Basically, good arguments against my position can be found all over. Most recently, the Factotum's Rostrum has an excellent one.
I simply, and respectfully, disagree.
To quote the author: "Eggs and bunnies have nothing to do with the resurrection of our Lord Jesus Christ."
Our Lord Jesus Christ created eggs and bunnies. He was at the formation of the very first egg, which happens to contain a simple picture of the Trinity in its physical qualities. When I see a rabbit fly from its warren through the woods, I think first of God who made the creature, then of how I should take flight from sin.
Could there be a new earth (and new eggs and new rabbits) without the resurrection? No.
I realize that Easter is a word that has etymological origins in pagan practices. But ask anyone (other than a candy-starved child) what Easter means, and even a pagan will fumble around about it having to do something with Jesus' resurrection. (Don't take my word for it: a non-Christian author such as Neil Gaiman illustrated this tendency in spectacular fashion in a brief scene in his 2001 novel American Gods.)
The term "Easter" has been redeemed.
See, I'm a huge believer in Christian theft and greed. If there is something good, anything good at all, about anything in our culture, the Christian should be first on the scene, stealing it back for God's glory. We should be greedy for souls, engaging all men in a desperate struggle for their joy.
[I think of U2's cover of Helter Skelter: "Charles Manson stole this from the Beatles. We're stealin' it back."]

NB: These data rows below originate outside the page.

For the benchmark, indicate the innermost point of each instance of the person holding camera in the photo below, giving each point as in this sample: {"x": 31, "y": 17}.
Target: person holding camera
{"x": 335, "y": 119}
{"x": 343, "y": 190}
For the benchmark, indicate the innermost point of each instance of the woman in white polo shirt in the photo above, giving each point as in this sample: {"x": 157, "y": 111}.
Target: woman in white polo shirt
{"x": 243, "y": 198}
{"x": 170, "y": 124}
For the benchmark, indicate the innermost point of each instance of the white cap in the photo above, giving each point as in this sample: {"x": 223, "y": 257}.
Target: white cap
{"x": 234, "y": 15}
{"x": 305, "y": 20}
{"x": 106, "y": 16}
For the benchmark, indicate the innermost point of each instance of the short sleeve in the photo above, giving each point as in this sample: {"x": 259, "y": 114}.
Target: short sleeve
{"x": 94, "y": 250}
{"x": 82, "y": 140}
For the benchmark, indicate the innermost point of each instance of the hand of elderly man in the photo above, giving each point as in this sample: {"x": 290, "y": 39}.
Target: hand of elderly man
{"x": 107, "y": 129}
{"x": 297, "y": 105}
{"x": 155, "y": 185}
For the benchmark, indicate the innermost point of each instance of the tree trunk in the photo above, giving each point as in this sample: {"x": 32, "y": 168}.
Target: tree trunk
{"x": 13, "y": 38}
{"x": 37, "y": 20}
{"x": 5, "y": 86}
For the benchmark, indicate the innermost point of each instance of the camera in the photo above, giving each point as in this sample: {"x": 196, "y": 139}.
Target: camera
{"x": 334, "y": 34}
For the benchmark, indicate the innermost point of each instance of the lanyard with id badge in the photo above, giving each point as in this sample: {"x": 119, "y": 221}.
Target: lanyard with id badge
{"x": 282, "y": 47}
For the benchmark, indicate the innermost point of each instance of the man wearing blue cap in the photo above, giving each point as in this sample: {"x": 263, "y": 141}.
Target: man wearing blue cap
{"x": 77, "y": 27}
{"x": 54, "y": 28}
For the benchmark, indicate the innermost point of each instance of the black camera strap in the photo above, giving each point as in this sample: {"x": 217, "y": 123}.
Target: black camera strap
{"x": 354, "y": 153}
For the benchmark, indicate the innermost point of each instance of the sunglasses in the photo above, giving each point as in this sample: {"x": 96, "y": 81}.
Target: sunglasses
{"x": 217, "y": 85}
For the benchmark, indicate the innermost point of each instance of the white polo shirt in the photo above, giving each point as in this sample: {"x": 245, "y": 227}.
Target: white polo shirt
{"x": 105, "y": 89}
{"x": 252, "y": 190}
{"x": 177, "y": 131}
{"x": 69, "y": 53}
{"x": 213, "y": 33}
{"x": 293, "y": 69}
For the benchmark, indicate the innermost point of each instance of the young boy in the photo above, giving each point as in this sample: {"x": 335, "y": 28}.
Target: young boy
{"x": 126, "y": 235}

It may mean we get a little dirt on us. It may cause our brethren to confuse us for pagans. Heck, I may be wrong, and it may not work at all. But I will try, and here is why:
When I go on constant vigil to keep potential "non-Christian" influences out of my life, I lose my salt. I lose my passion. I successfully isolate myself from the troubles of this life, without ever once reaching out to reclaim them, or more importantly, the people who hold those things dear. Simply put, my Master didn't teach me to look at the things of this world as an obstacle course for which a medal was awarded to those who most successfully avoided touching anything. He taught me to put the things of this world to use. His use.
Engage. Play fair. Steal and be greedy. Leave nothing to the pagans for them to insulate themselves from having to deal with the gospel.
And Happy Easter. Always.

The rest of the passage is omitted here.